How to use TripAdvisor like a Pro

January 18th, 2018

Recently TripAdvisor has come under scrutiny with well publicised cases of how easy it is to use fake TripAdvisor reviews to cheat the results. Can we still trust TripAdvisor in 2018 ? We say yes, as long as you are savvy and know what to look for. Amongst the many corrupt companies faking it on TripAdvisor there are many travelers taking the time to share their travel experiences so you can benefit on your next trip. If you can spot the worthy reviews, you can gain a lot from using TripAdvisor before your next holiday.

Here’s our tips on how to use TripAdvisor like a pro:

How to use TripAdvisor like a Pro

1) Would you travel with this person? When you read a review, does this person sound reasonable and rational?

2) Ignore complaints that are outside the businesses control or flat out ridiculous. There was too much sand (on a desert safari), it was too cold, too hot, too many people speaking Spanish (in Spain) etc. These reviews are out there but need to be disregarded. Some travelers take out their frustrations on a company unfairly. A reviewer left a negative review (in French) with a low rating and when asked why, he commented that the city of Dubai was too commercial. Another complains about the way their table mates were eating, another that complains about the desert being too cold (in the middle of winter). Ignore any comments that were beyond the company’s control. It may make for funny reading ridiculous comments but these can hurt a business and steer people away from a great company. Some of the most horrendous reviews include…

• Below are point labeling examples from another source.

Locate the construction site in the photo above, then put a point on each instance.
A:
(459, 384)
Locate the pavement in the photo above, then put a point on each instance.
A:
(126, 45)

  • Stonehenge – “Big bits of stone in a big field”.
  • The Eiffel Tower – “A big lump of metal”.
  • Sydney Opera House – It’s really nothing special at all”.
  • Taj Mahal – “Not sure how they even get to sell a ticket except to ignorant tourists like me”.
  • Sistine Chapel – “Unimpressive”.
  • Grand Canyon – “Nature is crap”.
  • Colosseum – “There is nothing inside”

3) Is a negative review written about a one off problem or something systemic? For example, is it likely to happen to you as well?

4) Understand how the rankings are collated. Nobody knows how ranking are calculated but the major factors are; the star rating and the frequency of reviews. We have observed that we need about 50, five star reviews to regain position after a single three star review. How does this knowledge help you?

  • A small tour company could have a fantastic product but statistically speaking, someone at some stage will write a less than favorable review. String a few of these together and their rankings start to fall.
  • Some tour companies are seasonal while others run year round. This season business will go for 3-6 months with no reviews. Despite having great reviews, their ranking will start to freefall when year round experiences are still trickling with reviews. This is the case for Balloon Adventures Dubai which generally drops 20 places each Summer.

5) Understand that similar activities are not compared against each other. How do you compare the experience of a city tour vs a Skydive? The answer is, you can’t. However, the algorithms at review sites do. A reviewer usually has only experienced one tour in a destination. Do they know if this yacht is better than that yacht? No. So what is the solution to finding the right tour? Research. Tripadvisor is just one tool in your search. Can you find any blogs? Take a look at the company’s website, look at lots of photos and read the reviews carefully.

6) Do any of the reviews actually have any helpful details? It has been said that you should look for reviews with a lot of nouns and not too many adjectives. Has the reviewer explained the tour and given specific details or does each review just sprout a lot of irrelevant praise? Is it a balanced review with good points and bad? If every review is “only ever good” than watch out as this may be a boosted review, especially if it was written by someone with only 1 or 2 reviews.

7) Read the Owners response to a review carefully. Many companies have abandoned the “customer is always right” mantra and decided to fight back against untruthful, ridiculous, fake and blackmail reviews (our Group CEO is one of these). There are always two sides to every story and it is worth reading to see how much the Owner cares for his staff, service and business.

Today, there are three major stakeholders in TripAdvisor (Travellers, Travel Businesses and TripAdvisor Investors), all with wildly different experiences with the site. Unfortunately, one of these stakeholders is much more important than the others for TripAdvisor and it is starting to show. It is still possible to receive some fantastic advice from TripAdvisor but you cannot read the site at face value alone. You must be able to interpret, read between the lines and look out for basic trends.

To those genuine guests who take their valuable time to help others make the most of their vacation time and to provide helpful feedback to the businesses they frequent – thank you! We want to educate everyone so dishonest businesses do not succeed in deceiving people and people have the wonderful vacations that they deserve.